裁判離婚

「離婚の条件に納得できない」など調停で離婚の話し合いがまとまらなかった場合には裁判をすることになります。協議離婚、調停離婚との大きな違いは、離婚に対して合意が当事者間に無い場合でも、法律で定められている条件を満たしていれば法的強制力により離婚が成立する点です。
 
裁判離婚には強い気持ちが必要になります。協議や調停よりも期間が長く、1年から1年半の期間がかかる上に、費用、何より長期戦による精神的な負担が大きいことが上げられます。離婚問題は早期から弁護士への相談をお勧めしていますが、裁判離婚のほとんどは代理人(弁護士)が付いています。弁護士の法律の専門家です。納得のいく離婚を知識面でサポートすることはもちろんのこと、長丁場を戦い抜くあなたの精神的な負担を軽減してくれることでしょう。
 
当事務所には離婚問題に明るい弁護士が在籍しております。是非一度、当事務所弁護士法人ユスティティア森本綜合法律事務所にお気軽にご相談ください。
 

【法律で定められている離婚事由】

(1) 不貞行為(民法770条1項1号)

不貞行為とは、「自由な意思に基づいて、配偶者以外の者と性的関係を結ぶこと」(最判昭和48年11月15日民集27巻10号1323頁)をいいます。
男女の肉体関係を伴った、いわゆる浮気や不倫の行為で、一時的なものか継続しているか、愛情の有無は関係ありません。
性的関係を結ぶに至らない程度の性的不謹慎行為があるときは民法770条1項5号の問題となります。
 

(2) 悪意の遺棄(民法770条1項2号)

悪意の遺棄とは、正当な理由がないのに、同居、協力、扶助(ふじょ)の義務を履行せず、夫婦生活を継続する意思の認められないことをいいます。
 

(3) 3年以上の生死不明(民法770条1項3号)

3年以上にわたり、配偶者からの連絡が途絶えて、生存も死亡も不明な状態が継続し、現在に及んでいる場合です。7年以上継続する場合には、家庭裁判所に失踪宣告を申し立てることが出来ます。
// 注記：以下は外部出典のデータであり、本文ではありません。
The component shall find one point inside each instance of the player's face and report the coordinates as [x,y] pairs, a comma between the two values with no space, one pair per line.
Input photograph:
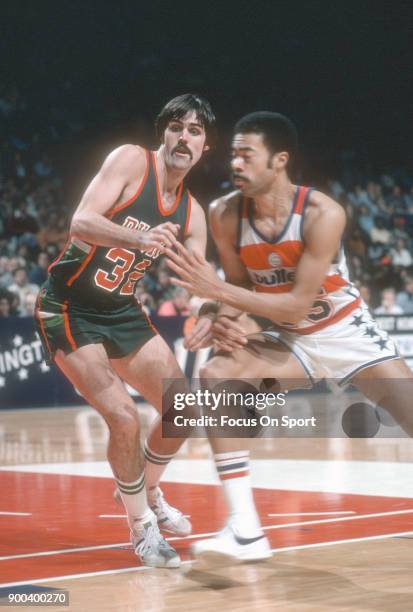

失踪宣告が確定すると配偶者は死亡したものとみなされ、婚姻関係は終了します。
 

(4) 回復の見込みがない強度の精神病(民法770条1項4号)

配偶者が強度の精神病にかかり、回復の見込みがない場合であることが必要です。
離婚を認めるためには、「諸般の事情を考慮し、病者の今後の療養、生活等についてできる限りの具体的方策を講じ、ある程度において、前途にその方途の見込みがつくことが必要である(最判昭和33年7月25日民集12巻12号1823頁)とされています。
 

(5) その他の婚姻を継続しがたい重大な事由(民法770条1項5号)

性格の不一致によって夫婦の対立が抜きがたいものとなる、配偶者の親族とのトラブル、多額の借金、宗教活動にのめり込む、暴力(DV)、ギャンブルや浪費癖、勤労意欲の欠如、性交渉の拒否・性交不能、犯罪による長期懲役など、婚姻関係が破綻し、回復の見込みがない場合をいい、「その判断にあたっては、婚姻中における両当事者の行為や態度、婚姻継続の意思の有無、子の有無、子の状態、さらには、双方の年齢・健康状態・性格・経歴・職業・資産収入など、当該婚姻関係にあらわれた一切の事情が考慮される」(注釈280頁)とされています。

 

具体的に問題になるのは、離婚意思、訴訟の提起、強制執行、告訴・告発、長期間の別居、暴行虐待、犯罪行為、不労・浪費・借財等、配偶者の親族との不和、性生活の問題、疾病・身体障害、過度の宗教活動、性格の不一致、結婚観、生活観の違い等が問題となります。
 

【裁判離婚の流れ】

離婚訴訟を行うためには、下記の準備が必要です。
 
1) 離婚を求める内容と離婚の理由を書いた訴状を2通作成する
2) 調停不成立証明書を揃える
3) 戸籍謄本を揃える
4) 上記3点の書類を管轄の家庭裁判所へ提出する
 
人事訴訟法に基づく手続となりますので、相手方が欠席しても自白の拘束力がなく、立証しないで欠席判決を取ることができない点が通常の民事訴訟手続とは異なっています。
 
離婚の理由は様々です。依頼者の状況を客観的に把握し、依頼者にとって最適な判決を得るためにも訴状の作成のみならず、離婚訴訟の訴訟活動全般を専門家である弁護士に依頼することをお勧めします。